Success story: Paul Logue
When Paul Logue decided to build a two-car garage behind his Columbus, Ohio, home, he knew exactly where he'd get the $13,000 for permits and construction.
He had secured a $20,000 home equity line of credit shortly after buying his home nearly four years ago
Adding a garage had been in the back of Paul's mind ever since he moved in.
It was a hassle to dig his car out of heavy Midwestern snows, an increasing number of cars on the street were being broken into and Paul had nowhere to store lawn equipment and tools.
"It was one of those things I thought would make sense to do," he says.
But Paul hesitated because he didn't want another monthly payment. He was already aggressively paying down his mortgage as well as paying his credit card in full and making a car payment.
So, despite the obvious personal benefits the garage would bring, Paul decided to wait until his car was paid off, which would free up approximately $500 in his budget each month.
"I didn't want to have a car payment and a credit line and a mortgage and credit card," he says. "I don't like to extend myself with debt on a monthly basis if I can afford it."
Paul was finally able to build his garage last fall.
Through comparisons of other neighborhood homes with garages and similar size (three bedrooms, 1,300 square feet) he estimates it increased the value of his two-story home $20,000.
Including appreciation, Paul figures his home is now worth $45,000 more than the $172,000 he paid for it.
His goal is to pay the line of credit off as quickly as possible by dedicating about $500 a month toward it -- much more than the minimum monthly payment would be.

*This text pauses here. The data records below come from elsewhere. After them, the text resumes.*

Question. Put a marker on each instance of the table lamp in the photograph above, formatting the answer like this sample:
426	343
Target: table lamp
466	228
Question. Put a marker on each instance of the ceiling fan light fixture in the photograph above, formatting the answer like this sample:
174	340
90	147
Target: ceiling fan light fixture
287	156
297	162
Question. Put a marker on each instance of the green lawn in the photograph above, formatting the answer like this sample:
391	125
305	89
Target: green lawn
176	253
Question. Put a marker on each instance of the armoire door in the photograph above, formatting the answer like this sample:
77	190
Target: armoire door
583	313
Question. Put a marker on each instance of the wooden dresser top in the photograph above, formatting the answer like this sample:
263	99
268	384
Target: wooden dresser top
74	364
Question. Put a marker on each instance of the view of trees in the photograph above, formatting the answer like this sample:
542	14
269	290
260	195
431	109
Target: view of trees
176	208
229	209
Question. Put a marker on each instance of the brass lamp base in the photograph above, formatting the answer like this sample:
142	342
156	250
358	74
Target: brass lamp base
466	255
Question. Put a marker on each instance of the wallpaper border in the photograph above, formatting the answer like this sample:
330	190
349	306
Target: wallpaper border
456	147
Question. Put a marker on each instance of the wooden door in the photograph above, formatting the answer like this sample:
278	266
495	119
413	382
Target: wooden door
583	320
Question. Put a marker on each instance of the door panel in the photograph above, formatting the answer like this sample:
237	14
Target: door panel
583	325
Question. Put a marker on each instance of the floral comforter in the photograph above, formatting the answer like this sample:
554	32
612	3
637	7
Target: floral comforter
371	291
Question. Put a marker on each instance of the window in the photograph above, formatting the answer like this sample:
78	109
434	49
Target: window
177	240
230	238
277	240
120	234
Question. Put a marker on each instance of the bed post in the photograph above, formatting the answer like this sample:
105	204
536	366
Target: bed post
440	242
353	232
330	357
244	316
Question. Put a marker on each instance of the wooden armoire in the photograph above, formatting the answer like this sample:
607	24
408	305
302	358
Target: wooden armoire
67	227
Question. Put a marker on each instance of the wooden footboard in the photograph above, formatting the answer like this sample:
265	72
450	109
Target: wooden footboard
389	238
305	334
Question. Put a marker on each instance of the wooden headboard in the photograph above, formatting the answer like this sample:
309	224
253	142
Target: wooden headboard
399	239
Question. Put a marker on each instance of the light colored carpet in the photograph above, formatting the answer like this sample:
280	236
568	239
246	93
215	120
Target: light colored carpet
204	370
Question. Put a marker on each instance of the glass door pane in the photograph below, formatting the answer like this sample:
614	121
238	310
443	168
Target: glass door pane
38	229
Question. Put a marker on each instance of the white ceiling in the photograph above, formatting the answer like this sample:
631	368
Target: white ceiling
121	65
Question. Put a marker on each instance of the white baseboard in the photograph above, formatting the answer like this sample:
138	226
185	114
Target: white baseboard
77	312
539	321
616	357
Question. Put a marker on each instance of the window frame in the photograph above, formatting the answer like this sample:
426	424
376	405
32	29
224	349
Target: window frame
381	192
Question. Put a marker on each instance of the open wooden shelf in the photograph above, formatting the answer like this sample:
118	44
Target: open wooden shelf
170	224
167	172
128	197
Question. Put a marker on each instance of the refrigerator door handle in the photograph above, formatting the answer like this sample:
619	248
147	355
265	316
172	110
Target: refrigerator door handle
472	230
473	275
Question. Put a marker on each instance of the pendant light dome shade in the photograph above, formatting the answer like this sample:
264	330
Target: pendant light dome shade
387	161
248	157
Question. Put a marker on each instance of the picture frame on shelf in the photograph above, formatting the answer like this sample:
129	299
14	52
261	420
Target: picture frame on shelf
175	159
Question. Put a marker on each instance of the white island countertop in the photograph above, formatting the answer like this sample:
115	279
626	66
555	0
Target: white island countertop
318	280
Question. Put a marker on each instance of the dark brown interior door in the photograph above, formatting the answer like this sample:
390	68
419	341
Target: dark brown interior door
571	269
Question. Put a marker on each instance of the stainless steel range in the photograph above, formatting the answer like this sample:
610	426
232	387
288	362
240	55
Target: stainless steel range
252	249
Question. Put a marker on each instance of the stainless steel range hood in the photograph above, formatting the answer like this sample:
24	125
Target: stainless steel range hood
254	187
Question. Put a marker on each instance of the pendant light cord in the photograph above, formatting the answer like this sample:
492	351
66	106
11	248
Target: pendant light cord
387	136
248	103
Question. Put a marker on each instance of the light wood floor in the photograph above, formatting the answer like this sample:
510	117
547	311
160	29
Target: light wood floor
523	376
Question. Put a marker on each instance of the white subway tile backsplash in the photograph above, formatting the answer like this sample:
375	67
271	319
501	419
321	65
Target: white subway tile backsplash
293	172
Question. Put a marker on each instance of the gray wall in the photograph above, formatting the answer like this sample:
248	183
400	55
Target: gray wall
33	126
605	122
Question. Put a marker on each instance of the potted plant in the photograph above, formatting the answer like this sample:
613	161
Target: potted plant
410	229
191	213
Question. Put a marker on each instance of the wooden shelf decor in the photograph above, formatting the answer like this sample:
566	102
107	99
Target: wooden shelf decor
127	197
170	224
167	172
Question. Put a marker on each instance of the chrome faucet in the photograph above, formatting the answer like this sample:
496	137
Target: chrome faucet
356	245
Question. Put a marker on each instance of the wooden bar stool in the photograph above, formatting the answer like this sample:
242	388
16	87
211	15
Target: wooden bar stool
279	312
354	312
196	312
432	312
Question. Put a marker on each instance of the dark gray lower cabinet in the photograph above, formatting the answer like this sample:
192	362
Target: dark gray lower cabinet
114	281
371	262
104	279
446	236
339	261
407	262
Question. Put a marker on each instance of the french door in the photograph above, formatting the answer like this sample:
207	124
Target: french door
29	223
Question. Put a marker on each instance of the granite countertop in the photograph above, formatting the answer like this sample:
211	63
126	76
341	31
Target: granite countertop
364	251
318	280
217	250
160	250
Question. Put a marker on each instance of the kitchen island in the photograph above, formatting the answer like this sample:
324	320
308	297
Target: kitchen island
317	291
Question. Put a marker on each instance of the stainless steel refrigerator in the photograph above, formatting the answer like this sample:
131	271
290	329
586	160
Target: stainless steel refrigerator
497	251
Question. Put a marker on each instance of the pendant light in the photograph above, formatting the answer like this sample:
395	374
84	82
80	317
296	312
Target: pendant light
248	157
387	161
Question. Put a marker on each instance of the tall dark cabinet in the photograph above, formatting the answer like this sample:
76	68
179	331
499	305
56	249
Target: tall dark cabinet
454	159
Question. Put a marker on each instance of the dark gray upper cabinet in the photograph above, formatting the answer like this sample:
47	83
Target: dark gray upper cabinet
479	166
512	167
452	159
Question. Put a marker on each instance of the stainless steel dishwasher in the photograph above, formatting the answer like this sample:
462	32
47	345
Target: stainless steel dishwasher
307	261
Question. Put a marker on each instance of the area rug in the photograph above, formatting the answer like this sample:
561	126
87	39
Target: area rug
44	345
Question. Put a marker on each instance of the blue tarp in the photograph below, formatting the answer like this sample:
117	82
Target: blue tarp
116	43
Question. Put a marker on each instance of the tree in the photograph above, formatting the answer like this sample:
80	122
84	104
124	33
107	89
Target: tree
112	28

In only a year, he has managed to bring the $13,000 balance down nearly $5,000.
"Putting in a garage gave me some safety with my car and added value in the house," says Paul.
Paul offers these tips to using a home equity line of credit, or home equity loan, wisely:
- Don't leverage too much of the equity in your home. Given the instability of the housing market, try to keep at least 10% to 20% of your home's equity free if you can. "You don't want to owe more on your mortgages than your home might be worth," says Paul.
- Make sure you're not getting yourself in over your head debt-wise. Pay off other debt beforehand so you're not stretched too thin, he advises.
- Don't skip payments. A home equity loan is a lien on your home, and not something you want to default on. Not only can it wreck your credit, Paul notes, "the lender can put you into foreclosure."